GRAFFITI
UN GRAFFITI NE MENT JAMAIS.
On me reproche parfois de ne pas peindre pour plaire. C’est parfaitement exact. D’ailleurs, je ne suis pas davantage disposé à peindre pour déplaire. Je peins essentiellement parce qu’il existe, chez certains individus fragiles psychologiquement, une nécessité pathologique de projeter des pigments sur des surfaces verticales en espérant secrètement que cela résoudra des problèmes dont ils ignorent eux-mêmes la nature exacte.
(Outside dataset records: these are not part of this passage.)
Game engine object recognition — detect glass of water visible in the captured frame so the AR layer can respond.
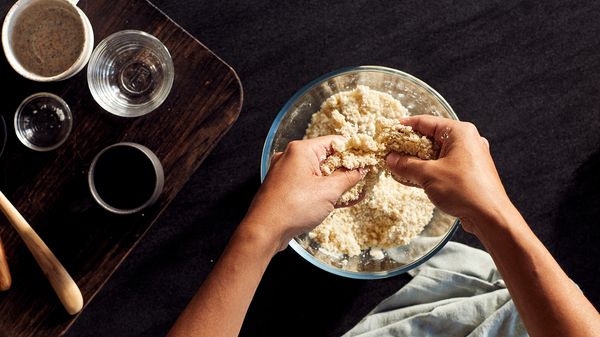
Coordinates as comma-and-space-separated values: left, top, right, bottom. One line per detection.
87, 30, 175, 117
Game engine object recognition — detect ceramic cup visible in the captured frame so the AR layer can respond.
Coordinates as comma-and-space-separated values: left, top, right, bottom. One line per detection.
2, 0, 94, 82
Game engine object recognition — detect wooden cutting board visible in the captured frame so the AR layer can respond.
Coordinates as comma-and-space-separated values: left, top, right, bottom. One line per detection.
0, 0, 242, 337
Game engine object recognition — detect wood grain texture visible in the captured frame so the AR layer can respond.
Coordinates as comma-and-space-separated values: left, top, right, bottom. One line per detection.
0, 0, 242, 337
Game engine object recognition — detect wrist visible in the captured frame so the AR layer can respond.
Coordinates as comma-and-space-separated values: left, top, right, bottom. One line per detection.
466, 199, 526, 242
232, 218, 281, 259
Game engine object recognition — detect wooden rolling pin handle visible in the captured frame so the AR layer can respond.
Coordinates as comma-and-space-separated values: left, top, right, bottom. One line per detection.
0, 240, 12, 291
0, 192, 83, 315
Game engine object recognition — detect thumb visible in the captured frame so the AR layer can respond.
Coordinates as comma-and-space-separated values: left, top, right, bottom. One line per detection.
326, 168, 368, 195
385, 152, 432, 186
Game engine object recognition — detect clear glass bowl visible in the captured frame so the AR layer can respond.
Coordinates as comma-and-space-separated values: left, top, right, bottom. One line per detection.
0, 116, 7, 157
261, 66, 459, 279
15, 92, 73, 151
87, 30, 175, 117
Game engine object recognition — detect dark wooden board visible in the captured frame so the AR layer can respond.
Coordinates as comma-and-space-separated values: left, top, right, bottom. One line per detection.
0, 0, 242, 337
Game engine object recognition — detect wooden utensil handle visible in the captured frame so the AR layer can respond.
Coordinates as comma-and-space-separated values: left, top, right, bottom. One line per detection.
0, 192, 83, 315
0, 235, 12, 291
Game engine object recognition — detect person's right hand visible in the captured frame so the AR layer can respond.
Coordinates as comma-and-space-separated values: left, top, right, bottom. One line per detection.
386, 115, 512, 232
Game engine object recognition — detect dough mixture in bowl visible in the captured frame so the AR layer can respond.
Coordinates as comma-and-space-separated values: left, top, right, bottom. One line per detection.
305, 86, 439, 256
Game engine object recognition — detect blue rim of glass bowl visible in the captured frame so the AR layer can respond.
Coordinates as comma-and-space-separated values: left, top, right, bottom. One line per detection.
260, 66, 460, 280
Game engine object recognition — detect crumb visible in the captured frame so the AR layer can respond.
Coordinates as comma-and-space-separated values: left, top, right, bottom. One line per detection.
305, 86, 439, 256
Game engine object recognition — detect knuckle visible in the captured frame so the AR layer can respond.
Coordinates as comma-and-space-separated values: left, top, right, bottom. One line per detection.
463, 122, 479, 137
285, 140, 302, 152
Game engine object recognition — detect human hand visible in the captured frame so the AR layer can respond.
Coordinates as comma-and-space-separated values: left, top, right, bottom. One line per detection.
243, 136, 366, 250
386, 116, 512, 232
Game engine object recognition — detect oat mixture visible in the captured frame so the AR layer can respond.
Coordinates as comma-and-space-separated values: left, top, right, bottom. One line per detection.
305, 86, 439, 256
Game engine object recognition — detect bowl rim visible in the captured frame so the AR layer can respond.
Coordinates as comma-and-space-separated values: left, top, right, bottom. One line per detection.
260, 65, 460, 280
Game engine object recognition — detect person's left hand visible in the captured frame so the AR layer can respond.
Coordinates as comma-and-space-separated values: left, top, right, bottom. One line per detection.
243, 136, 366, 250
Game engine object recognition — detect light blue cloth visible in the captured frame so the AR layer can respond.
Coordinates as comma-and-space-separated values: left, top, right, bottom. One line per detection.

Le spray possède cette vertu remarquable de transformer une névrose privée en manifestation publique. Ça sent le solvant, ça vous noircit les doigts, ça s’infiltre dans les poumons avec la discrétion d’un huissier de justice et pourtant on y retourne. Sans doute parce que le graffiti est moins une discipline artistique qu’une conversation désespérée entre un être humain et un mur qui, par définition, ne répond jamais.
Les murs ont d’ailleurs sur les hommes un avantage moral considérable : ils écoutent tout et ne jugent rien. Ils encaissent les slogans, les colères, les déclarations d’amour orthographiquement approximatives et les angoisses existentielles des artistes urbains sans jamais réclamer d’explication.
Certains avant nous l’avaient compris. Les enfants des rues le savent intuitivement. Quant à moi, je continue à projeter sur le béton mes fantômes personnels, mes obsessions et quelques hurlements soigneusement étouffés. Le mur devient alors un confident idéal : il ne vous interrompt pas, ne vous contredit pas et qualité devenue rarissime chez les êtres vivants, il ne prétend jamais comprendre ce que vous avez voulu dire.